Les politiques en faveur de musiques actuelles et du hip-hop

L’esthétique du beatbox s’inscrit dans le champ des musiques actuelles de par son aspect « non académique », dominé socialement, urbain, ou encore du fait de ses origines populaires. L’expression « musiques actuelles » a fait son apparition dans les années 90 pour regrouper sous une même appellation les différents courants et styles musicaux de notre époque. C’est aussi un secteur économique qui se caractérise par des logiques différentes dans la production de la musique qui vont du label indépendant à la « major company »141. Sachant que seulement quatre multinationales dominent 70 % du marché de la musique, l’aide des pouvoirs publics devient nécessaire pour protéger la création des contraintes économiques.
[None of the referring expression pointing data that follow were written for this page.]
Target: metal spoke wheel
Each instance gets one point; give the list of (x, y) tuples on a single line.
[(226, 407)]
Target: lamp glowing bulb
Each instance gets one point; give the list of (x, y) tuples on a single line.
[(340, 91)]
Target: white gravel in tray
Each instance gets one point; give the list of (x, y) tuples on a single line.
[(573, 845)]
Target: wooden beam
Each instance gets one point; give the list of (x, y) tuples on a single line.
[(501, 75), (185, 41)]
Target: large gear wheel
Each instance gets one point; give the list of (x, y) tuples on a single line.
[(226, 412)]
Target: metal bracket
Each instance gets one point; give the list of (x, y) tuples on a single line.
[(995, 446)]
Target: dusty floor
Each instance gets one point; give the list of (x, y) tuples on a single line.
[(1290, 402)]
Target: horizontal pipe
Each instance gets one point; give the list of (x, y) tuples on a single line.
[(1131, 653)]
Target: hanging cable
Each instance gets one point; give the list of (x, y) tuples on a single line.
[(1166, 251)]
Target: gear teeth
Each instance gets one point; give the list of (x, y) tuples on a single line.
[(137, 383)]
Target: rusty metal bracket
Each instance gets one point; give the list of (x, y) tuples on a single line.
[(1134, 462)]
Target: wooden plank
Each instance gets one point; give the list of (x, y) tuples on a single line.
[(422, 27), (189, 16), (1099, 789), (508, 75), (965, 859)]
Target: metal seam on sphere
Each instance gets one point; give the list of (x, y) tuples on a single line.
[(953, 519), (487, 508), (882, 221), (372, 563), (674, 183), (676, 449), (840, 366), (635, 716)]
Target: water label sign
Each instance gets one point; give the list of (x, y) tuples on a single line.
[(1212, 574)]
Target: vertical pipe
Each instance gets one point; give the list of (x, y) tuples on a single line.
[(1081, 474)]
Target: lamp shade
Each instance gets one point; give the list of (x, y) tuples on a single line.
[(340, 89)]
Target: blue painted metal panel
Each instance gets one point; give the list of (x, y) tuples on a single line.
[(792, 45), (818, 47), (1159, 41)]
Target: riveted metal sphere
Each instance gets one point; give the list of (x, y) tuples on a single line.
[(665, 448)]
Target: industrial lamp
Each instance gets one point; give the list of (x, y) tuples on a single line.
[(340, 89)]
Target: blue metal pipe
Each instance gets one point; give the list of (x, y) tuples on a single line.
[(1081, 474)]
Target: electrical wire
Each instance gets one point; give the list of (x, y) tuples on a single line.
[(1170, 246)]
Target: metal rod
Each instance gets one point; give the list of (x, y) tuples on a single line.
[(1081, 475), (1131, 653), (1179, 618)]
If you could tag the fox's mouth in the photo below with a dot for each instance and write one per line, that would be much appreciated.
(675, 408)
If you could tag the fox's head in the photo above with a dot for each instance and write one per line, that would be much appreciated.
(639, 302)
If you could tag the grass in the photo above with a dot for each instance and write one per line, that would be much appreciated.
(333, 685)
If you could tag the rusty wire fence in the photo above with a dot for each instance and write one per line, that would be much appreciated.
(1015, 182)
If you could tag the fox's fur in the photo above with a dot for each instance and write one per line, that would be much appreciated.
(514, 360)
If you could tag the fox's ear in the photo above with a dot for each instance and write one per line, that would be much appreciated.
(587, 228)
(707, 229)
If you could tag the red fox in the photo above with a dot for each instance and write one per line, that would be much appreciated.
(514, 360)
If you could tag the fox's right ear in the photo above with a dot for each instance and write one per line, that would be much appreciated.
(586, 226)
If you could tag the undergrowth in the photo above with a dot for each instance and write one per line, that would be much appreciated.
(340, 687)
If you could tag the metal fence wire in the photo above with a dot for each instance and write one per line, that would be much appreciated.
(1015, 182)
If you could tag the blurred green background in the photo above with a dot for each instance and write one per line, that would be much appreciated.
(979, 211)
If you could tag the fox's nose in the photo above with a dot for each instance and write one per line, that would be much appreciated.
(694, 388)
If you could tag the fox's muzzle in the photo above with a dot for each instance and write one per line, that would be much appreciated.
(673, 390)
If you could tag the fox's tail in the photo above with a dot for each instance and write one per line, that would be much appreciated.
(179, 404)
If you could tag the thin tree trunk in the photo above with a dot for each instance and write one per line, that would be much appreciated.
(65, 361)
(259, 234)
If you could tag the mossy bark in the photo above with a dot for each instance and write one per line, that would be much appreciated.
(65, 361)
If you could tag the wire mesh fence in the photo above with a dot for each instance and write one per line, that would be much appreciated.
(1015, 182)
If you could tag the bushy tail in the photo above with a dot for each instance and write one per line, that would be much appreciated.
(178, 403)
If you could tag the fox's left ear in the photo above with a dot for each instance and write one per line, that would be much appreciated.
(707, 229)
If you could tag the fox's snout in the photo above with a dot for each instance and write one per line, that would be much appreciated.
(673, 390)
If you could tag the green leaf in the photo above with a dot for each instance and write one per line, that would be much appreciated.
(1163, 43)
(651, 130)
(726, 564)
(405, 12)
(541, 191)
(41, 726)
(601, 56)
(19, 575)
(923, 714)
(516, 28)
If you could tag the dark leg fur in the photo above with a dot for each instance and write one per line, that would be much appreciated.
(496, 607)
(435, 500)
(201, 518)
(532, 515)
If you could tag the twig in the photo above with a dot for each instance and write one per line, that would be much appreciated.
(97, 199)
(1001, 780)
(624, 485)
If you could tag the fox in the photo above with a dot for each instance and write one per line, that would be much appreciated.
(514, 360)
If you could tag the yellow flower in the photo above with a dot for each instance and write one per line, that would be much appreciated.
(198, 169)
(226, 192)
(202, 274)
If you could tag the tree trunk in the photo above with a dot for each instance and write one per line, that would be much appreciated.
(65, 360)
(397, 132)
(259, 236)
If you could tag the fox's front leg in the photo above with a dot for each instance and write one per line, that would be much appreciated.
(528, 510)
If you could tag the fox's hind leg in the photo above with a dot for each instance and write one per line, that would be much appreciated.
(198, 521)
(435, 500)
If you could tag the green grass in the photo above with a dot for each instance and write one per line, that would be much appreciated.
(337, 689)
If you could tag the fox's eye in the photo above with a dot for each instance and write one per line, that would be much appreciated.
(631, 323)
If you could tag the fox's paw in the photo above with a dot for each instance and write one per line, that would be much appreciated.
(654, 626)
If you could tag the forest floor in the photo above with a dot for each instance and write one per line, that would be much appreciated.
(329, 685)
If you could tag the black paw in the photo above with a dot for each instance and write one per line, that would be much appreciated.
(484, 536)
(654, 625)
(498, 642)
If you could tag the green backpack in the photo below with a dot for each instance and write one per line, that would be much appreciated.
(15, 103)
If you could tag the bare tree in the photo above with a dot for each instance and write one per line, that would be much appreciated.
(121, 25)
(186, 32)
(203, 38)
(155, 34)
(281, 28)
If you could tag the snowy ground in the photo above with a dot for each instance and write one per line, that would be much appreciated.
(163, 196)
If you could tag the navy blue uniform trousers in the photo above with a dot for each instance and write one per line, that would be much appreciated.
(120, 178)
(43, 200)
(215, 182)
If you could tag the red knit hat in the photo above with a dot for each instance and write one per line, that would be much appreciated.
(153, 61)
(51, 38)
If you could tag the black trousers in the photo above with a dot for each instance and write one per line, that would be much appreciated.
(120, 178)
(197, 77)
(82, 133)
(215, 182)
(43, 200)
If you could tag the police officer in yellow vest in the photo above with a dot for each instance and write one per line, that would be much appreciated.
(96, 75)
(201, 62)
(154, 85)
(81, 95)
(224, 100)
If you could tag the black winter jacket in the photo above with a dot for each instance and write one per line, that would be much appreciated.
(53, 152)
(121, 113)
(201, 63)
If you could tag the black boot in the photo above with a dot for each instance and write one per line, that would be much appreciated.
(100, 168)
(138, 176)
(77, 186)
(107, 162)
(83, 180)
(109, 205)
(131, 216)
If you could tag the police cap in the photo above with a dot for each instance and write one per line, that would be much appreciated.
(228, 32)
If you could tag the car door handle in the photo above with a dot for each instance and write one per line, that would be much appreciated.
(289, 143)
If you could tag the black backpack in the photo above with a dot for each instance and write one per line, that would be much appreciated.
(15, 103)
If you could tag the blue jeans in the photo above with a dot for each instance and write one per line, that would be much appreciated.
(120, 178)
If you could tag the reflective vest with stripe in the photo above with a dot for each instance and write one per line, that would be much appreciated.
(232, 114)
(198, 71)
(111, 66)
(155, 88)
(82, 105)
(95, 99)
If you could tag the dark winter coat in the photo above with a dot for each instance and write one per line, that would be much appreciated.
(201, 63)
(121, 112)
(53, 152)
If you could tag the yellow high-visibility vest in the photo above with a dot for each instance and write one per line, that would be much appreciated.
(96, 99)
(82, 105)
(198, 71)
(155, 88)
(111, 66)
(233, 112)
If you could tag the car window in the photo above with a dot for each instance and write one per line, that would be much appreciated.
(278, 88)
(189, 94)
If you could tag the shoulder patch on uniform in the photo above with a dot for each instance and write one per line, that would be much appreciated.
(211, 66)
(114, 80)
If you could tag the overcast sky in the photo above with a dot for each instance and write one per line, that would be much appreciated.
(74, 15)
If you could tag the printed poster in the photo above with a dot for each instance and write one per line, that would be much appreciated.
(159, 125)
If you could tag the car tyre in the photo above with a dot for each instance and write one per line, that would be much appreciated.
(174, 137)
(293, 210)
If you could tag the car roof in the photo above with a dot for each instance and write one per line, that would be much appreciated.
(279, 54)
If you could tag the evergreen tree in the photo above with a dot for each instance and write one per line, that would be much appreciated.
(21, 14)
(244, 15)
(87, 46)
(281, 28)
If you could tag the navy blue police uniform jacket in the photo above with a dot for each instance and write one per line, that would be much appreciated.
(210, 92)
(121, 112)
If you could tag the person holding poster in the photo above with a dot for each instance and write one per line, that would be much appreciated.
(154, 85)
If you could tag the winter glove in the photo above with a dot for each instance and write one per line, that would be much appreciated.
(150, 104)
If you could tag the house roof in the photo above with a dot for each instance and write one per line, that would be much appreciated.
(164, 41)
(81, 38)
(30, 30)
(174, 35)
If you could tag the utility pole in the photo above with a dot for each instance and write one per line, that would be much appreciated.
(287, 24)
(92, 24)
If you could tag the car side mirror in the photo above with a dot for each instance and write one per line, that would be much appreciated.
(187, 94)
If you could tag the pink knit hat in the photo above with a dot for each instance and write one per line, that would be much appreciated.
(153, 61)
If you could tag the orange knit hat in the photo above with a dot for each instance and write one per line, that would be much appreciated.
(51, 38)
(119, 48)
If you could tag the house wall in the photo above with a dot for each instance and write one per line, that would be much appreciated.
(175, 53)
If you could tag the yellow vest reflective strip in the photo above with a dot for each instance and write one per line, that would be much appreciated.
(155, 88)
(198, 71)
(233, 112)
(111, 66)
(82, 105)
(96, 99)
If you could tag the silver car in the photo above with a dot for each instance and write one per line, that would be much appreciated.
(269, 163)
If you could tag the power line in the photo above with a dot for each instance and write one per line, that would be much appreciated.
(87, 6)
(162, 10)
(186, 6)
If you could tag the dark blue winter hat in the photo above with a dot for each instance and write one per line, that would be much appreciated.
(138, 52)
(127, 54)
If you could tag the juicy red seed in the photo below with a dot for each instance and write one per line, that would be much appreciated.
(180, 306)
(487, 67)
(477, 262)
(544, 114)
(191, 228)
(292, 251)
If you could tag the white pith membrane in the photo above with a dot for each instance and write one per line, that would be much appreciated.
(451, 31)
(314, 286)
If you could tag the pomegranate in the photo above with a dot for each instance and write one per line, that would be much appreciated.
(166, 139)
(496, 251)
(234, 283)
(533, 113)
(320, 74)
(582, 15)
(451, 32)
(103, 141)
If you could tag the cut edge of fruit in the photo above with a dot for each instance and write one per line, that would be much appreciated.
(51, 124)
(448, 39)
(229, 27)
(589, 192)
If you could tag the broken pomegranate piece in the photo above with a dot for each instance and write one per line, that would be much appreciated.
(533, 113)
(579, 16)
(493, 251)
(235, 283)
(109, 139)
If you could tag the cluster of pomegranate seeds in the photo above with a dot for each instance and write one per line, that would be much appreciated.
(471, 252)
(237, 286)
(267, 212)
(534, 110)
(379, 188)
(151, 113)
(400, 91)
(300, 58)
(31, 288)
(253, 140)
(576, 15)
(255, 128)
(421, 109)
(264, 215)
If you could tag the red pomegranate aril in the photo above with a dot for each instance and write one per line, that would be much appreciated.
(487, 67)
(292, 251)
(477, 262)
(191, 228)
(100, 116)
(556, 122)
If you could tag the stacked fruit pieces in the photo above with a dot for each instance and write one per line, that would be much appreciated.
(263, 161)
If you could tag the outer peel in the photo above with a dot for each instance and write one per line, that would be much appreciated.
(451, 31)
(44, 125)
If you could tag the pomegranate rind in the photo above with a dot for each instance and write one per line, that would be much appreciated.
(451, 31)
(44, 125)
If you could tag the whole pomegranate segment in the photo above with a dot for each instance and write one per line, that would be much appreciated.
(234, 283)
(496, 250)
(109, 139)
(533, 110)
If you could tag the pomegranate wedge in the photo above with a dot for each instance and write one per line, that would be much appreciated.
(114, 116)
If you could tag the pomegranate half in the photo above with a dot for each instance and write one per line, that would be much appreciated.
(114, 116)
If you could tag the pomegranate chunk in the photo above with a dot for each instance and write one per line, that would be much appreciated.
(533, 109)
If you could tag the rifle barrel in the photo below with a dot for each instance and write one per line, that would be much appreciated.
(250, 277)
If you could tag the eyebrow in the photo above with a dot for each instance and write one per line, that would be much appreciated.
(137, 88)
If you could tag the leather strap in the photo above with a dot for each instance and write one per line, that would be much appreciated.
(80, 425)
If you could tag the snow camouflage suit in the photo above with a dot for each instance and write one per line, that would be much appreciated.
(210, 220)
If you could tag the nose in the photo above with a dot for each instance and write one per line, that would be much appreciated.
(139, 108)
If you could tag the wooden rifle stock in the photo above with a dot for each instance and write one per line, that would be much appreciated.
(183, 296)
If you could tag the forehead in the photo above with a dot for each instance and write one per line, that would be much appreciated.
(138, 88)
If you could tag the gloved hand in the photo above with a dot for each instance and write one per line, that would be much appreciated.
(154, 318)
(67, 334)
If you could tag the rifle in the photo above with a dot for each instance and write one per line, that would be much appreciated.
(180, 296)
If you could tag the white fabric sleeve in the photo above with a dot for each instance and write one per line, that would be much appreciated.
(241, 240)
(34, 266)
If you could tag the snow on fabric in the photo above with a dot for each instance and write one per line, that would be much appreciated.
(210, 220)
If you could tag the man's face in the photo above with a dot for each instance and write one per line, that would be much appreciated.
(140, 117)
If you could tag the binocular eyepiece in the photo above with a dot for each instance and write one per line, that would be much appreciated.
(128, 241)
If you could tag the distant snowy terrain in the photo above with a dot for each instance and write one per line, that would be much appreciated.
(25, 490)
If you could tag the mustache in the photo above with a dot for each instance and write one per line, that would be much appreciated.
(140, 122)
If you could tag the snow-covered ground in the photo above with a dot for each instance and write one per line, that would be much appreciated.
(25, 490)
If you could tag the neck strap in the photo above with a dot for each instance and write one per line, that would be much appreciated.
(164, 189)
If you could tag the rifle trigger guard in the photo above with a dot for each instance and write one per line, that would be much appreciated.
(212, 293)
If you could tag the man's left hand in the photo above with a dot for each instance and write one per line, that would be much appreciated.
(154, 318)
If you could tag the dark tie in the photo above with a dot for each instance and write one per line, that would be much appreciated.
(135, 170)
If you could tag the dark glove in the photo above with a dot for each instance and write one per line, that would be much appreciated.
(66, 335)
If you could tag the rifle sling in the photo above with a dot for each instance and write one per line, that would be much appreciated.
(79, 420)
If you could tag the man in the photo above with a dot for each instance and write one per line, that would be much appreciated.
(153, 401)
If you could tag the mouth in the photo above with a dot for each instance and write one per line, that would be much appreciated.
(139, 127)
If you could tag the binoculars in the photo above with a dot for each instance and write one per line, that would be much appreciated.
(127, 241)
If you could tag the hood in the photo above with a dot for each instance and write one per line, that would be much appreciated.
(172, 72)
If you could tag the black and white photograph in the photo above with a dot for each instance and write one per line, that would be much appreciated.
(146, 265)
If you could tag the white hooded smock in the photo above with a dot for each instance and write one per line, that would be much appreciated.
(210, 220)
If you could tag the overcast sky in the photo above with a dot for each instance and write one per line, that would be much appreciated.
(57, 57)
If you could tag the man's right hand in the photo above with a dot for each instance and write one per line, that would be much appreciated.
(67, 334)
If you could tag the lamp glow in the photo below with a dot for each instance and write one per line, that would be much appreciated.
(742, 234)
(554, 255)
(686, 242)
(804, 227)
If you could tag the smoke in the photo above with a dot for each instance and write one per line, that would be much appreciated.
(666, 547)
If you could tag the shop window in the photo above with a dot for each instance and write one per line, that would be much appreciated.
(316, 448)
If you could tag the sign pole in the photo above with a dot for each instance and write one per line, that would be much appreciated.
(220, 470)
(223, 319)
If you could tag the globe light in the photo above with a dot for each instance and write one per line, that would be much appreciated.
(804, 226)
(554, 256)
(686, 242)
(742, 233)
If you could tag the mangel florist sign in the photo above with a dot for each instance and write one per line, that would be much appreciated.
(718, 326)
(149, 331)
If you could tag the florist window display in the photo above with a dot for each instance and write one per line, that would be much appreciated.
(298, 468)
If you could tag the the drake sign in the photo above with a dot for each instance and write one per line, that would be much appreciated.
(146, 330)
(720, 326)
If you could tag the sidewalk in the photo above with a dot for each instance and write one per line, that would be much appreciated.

Les professionnels des musiques actuelles se sont donc mobilisés pour obtenir une véritable reconnaissance et une prise en compte de ces pratiques dans les politiques publiques. En septembre 1998, le rapport de la commission nationale des musiques actuelles créée par Catherine Trautman, Ministre de la Culture, marque un temps fort dans la reconnaissance institutionnelle du secteur, notamment à travers le programme de soutien aux scènes de musiques actuelles (SMAC) initié par l’État. Au nom de la « diversité culturelle », les politiques nationales et territoriales en faveur des musiques actuelles visent à développer et soutenir la création, la formation et la diffusion des musiques actuelles. Il s’agit également de favoriser les pratiques artistiques amateurs et de veiller à l’indépendance de la production musicale. La création d’un Conseil Supérieur des Musiques Actuelles et des Concertations Territoriales a pour but de fournir aux décideurs politiques des outils de compréhension du secteur des musiques actuelles. Les politiques culturelles deviennent des missions de service public 141

Grandes sociétés d’édition de disques.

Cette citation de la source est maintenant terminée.